Wednesday, May 25, 2005

Faultline, by Janet Tashjian

Having enjoyed Multiple Choice, I looked up other tashjian books and found this one about dating violence. It's hard to read the book without comparing it to Sarah Dessen's Dreamland (one of my all-time favorite books).

Becky Martin is a high school senior in San Francisco, working on a budding career in stand up comedy, when she meets Kip, a very talented young comic with issues. Before she knows it, she's swept away into a torrid relationship with him that becomes emotionally abusive and eventually physically abusive as well. But Becky is no passive victim and she has the strength to break off the relationship as it goes bad, until she finds out that she isn't as strong as she thought she was.

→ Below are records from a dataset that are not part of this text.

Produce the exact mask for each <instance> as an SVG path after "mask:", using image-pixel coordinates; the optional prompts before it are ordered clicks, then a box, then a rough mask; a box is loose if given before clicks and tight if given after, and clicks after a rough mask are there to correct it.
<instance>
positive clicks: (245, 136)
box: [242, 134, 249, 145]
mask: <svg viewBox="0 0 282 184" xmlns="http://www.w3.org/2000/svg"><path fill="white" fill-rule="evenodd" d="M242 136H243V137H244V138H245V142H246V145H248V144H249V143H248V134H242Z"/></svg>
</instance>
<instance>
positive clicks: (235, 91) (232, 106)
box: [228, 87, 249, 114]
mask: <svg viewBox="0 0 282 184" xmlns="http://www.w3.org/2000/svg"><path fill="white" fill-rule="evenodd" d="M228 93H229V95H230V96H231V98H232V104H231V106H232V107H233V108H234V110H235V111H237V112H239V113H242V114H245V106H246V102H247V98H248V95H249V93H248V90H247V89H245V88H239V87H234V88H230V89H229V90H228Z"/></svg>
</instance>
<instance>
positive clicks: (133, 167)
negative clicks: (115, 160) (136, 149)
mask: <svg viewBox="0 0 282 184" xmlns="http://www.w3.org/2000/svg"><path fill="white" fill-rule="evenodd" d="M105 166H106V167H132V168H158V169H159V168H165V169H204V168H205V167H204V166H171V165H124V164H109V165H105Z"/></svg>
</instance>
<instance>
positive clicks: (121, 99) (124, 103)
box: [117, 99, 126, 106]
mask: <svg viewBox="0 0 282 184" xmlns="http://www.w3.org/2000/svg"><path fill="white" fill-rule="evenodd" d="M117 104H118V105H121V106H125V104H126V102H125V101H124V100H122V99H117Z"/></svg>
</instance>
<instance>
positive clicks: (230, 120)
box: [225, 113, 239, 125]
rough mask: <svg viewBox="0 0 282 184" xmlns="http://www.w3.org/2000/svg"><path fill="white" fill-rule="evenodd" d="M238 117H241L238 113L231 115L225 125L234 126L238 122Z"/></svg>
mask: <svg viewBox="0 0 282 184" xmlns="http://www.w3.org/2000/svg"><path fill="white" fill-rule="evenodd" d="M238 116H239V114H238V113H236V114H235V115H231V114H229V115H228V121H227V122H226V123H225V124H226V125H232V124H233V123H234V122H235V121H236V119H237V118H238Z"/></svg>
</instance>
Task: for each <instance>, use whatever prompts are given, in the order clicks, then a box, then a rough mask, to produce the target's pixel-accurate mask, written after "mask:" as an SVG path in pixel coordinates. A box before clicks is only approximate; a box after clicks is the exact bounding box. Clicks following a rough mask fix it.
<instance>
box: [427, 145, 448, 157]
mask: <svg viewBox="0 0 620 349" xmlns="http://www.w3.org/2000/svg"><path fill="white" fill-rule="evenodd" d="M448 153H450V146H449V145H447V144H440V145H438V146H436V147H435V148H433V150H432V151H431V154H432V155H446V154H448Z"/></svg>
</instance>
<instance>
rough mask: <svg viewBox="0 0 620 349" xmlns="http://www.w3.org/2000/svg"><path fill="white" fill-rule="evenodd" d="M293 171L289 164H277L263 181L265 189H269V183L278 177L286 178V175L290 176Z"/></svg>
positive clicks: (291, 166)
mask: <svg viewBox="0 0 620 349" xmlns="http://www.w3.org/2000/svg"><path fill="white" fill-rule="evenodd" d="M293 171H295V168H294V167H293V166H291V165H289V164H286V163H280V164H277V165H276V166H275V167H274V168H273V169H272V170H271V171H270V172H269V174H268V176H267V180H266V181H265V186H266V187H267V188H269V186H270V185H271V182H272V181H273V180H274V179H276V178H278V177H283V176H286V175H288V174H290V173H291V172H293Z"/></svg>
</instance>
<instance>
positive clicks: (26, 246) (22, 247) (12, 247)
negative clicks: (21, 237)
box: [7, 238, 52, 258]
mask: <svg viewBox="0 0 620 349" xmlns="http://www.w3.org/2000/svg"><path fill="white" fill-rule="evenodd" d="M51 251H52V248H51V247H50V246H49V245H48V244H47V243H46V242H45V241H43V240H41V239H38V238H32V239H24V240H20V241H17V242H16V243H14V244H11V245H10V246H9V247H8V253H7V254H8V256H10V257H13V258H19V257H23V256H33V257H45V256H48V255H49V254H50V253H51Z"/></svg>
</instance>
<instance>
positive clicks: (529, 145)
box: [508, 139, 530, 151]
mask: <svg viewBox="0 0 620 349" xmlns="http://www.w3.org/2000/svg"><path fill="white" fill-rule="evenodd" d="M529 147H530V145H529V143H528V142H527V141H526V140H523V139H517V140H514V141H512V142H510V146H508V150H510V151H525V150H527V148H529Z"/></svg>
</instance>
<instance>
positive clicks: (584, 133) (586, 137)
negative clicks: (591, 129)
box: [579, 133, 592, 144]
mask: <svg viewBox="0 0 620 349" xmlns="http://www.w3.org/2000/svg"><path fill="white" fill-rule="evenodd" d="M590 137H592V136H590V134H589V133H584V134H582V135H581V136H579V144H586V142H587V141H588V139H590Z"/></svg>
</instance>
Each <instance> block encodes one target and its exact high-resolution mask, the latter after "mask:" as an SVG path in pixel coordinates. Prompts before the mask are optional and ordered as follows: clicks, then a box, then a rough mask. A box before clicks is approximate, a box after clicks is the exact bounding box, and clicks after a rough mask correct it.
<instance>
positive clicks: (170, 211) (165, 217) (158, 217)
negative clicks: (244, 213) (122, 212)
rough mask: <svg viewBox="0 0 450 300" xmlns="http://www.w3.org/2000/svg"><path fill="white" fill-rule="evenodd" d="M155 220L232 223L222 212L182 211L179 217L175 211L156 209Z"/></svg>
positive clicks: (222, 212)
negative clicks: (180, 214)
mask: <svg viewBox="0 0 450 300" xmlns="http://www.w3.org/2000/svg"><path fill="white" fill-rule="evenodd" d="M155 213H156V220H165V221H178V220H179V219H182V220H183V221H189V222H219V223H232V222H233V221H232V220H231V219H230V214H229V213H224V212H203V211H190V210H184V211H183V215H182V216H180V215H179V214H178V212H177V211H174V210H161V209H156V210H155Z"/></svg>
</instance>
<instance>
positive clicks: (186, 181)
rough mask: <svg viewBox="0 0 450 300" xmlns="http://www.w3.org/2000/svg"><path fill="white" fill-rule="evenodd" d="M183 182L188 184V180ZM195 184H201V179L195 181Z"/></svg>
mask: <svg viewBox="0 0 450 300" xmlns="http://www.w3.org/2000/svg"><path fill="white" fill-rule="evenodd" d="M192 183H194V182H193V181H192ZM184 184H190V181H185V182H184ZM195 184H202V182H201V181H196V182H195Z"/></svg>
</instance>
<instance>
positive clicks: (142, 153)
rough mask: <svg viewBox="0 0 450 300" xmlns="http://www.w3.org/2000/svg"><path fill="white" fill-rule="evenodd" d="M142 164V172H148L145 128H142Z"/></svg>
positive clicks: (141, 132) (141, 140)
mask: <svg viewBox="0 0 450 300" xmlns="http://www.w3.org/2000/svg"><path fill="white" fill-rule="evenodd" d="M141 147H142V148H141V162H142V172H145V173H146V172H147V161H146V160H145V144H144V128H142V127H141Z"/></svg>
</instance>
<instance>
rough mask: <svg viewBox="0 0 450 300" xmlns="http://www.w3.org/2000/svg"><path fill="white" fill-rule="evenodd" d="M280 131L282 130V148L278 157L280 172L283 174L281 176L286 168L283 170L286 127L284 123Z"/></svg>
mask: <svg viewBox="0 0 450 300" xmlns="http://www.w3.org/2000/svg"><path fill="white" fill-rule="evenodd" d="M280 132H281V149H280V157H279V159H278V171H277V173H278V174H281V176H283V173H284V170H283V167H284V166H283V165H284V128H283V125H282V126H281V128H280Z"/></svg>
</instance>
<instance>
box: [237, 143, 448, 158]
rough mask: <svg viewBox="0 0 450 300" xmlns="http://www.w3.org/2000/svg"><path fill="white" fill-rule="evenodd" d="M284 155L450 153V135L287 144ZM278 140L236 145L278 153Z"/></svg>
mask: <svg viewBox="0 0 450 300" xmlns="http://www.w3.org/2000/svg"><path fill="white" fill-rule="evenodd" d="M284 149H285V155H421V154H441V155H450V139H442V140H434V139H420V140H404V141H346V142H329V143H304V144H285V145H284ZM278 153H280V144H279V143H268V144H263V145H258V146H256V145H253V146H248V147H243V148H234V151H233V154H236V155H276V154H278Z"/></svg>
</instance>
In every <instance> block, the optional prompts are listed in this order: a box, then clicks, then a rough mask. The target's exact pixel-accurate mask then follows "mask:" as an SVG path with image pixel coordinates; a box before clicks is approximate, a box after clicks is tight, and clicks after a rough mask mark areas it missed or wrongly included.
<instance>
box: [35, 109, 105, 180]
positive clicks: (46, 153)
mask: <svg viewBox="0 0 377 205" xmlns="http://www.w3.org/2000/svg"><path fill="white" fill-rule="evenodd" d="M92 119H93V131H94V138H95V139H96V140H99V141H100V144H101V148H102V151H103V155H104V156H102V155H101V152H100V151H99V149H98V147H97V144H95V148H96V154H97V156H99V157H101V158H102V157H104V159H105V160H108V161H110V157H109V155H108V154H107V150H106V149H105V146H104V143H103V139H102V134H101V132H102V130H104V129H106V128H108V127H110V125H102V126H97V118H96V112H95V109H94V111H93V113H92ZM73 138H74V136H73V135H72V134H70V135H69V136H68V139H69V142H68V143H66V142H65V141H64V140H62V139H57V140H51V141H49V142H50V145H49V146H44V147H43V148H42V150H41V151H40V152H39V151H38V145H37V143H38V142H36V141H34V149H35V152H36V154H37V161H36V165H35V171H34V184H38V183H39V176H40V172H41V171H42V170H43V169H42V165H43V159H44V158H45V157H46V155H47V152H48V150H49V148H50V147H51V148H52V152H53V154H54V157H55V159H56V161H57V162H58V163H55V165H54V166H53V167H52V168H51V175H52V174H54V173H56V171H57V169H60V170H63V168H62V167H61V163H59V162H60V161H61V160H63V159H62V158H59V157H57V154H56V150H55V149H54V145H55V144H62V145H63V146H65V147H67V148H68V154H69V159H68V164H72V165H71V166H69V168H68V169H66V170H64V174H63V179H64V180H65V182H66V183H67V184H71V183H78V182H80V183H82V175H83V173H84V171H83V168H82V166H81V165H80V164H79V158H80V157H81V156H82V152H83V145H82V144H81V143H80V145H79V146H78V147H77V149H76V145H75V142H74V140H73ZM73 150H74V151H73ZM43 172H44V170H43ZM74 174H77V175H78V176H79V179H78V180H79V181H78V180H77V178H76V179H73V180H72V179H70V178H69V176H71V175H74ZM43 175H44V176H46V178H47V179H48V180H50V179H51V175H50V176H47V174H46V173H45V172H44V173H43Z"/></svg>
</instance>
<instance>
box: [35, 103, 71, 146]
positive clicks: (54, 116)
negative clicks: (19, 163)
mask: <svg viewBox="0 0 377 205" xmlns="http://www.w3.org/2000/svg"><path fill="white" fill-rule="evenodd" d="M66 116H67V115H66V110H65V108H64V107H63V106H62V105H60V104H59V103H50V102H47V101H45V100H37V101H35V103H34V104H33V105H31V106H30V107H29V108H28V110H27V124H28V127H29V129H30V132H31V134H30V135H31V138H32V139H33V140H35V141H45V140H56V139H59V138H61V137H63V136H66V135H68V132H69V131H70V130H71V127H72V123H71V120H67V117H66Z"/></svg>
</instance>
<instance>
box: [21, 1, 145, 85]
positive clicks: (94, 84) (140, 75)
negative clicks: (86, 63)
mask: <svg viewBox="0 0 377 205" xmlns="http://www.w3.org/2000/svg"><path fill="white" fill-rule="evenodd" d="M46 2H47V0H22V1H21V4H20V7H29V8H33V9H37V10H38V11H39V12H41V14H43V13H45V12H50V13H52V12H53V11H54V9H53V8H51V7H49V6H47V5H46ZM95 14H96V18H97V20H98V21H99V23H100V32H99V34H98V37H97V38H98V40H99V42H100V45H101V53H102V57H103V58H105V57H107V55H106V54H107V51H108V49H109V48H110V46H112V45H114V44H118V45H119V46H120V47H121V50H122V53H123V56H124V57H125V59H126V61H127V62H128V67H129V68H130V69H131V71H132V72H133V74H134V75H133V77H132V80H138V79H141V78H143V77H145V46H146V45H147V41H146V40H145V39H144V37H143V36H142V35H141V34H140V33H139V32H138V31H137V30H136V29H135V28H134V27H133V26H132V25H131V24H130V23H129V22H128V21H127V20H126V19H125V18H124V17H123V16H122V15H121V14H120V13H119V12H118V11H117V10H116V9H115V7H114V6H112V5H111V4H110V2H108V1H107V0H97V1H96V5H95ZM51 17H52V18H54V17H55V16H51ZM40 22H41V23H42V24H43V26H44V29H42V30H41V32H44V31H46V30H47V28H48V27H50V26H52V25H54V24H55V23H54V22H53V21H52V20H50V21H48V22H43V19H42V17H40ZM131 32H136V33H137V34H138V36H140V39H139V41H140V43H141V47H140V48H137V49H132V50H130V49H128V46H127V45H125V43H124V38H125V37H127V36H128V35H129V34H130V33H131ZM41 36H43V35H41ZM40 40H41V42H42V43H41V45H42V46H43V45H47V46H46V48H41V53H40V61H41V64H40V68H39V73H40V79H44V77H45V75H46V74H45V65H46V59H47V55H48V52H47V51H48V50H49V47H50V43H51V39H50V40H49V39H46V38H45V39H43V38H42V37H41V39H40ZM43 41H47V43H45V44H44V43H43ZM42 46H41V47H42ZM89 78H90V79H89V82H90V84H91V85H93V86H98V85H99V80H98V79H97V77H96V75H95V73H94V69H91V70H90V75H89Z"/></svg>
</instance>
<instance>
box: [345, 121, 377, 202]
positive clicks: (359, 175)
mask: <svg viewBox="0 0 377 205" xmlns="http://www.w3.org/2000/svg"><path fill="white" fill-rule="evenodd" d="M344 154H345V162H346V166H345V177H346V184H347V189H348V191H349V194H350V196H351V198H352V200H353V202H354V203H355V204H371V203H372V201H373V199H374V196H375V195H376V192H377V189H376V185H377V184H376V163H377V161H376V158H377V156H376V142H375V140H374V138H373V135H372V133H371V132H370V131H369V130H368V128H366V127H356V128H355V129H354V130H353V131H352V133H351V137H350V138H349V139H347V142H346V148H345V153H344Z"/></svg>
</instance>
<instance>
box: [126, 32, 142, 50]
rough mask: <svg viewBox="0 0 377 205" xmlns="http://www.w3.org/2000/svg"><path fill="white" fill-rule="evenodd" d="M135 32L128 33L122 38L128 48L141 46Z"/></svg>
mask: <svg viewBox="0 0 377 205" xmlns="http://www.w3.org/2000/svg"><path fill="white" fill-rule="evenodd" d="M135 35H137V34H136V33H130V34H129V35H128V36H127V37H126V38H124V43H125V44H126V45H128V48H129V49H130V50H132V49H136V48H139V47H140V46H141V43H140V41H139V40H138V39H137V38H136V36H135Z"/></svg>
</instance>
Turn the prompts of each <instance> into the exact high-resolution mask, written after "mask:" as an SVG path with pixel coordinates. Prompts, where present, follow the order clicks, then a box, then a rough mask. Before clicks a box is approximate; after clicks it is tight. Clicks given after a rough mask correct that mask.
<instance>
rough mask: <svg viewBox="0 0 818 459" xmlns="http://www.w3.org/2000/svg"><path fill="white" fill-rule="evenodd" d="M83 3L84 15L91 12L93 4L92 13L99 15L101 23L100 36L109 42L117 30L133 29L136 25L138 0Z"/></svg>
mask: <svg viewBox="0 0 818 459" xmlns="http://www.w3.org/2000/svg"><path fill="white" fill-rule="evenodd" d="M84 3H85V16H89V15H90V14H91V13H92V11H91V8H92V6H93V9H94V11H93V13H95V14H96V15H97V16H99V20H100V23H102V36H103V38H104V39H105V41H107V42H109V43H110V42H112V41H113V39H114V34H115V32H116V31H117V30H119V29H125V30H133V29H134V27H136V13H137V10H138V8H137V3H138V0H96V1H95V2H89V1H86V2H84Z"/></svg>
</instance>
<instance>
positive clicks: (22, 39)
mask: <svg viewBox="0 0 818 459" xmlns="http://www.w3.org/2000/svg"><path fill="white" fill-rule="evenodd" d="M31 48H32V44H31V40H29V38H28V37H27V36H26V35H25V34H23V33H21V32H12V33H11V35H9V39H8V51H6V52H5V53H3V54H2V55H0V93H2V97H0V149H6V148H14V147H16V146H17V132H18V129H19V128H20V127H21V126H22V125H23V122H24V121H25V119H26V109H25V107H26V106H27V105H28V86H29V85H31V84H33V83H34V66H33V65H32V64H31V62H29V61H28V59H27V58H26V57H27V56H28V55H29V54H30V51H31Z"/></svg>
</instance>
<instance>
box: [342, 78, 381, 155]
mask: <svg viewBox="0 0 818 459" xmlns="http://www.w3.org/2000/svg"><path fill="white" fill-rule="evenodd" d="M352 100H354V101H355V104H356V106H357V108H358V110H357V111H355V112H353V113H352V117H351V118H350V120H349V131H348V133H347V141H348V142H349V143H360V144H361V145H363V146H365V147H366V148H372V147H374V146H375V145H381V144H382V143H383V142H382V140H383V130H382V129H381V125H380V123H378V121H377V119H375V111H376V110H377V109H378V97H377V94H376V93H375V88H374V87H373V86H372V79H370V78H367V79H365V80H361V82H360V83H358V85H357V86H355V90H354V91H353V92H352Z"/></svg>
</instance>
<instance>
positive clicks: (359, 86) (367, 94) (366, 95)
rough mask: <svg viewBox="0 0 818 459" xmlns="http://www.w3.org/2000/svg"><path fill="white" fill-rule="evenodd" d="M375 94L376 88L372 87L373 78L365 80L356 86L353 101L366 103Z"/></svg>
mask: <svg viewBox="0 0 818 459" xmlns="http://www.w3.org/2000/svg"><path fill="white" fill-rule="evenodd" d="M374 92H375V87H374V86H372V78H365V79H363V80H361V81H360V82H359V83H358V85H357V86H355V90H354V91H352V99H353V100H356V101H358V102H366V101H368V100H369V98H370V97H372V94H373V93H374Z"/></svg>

The story is a powerful one of course, but I wish that Tashjian had kept the focus more on Becky's feelings and emotional state (which is basically how Dessen treated the story) and less time on the side story of Becky's comedy career (which is more of a Joan Bauer-esque way of handling the story). There is too much going on in this thin book (transvestite nanny, comedy practice, being a tour guide) and it keeps distracting the reader from the meat of the story itself.

Tashjian does make the powerful decision to include Kip's personal musings at various points through the story. As she relates in the afterward, she does this to avoid demonizing the boy. This adds a degree of subtlety to the book that other abusive-boyfriend stories have lacked.

A mixed review then. Excellent potential, strong writing, but needed a tighter focus.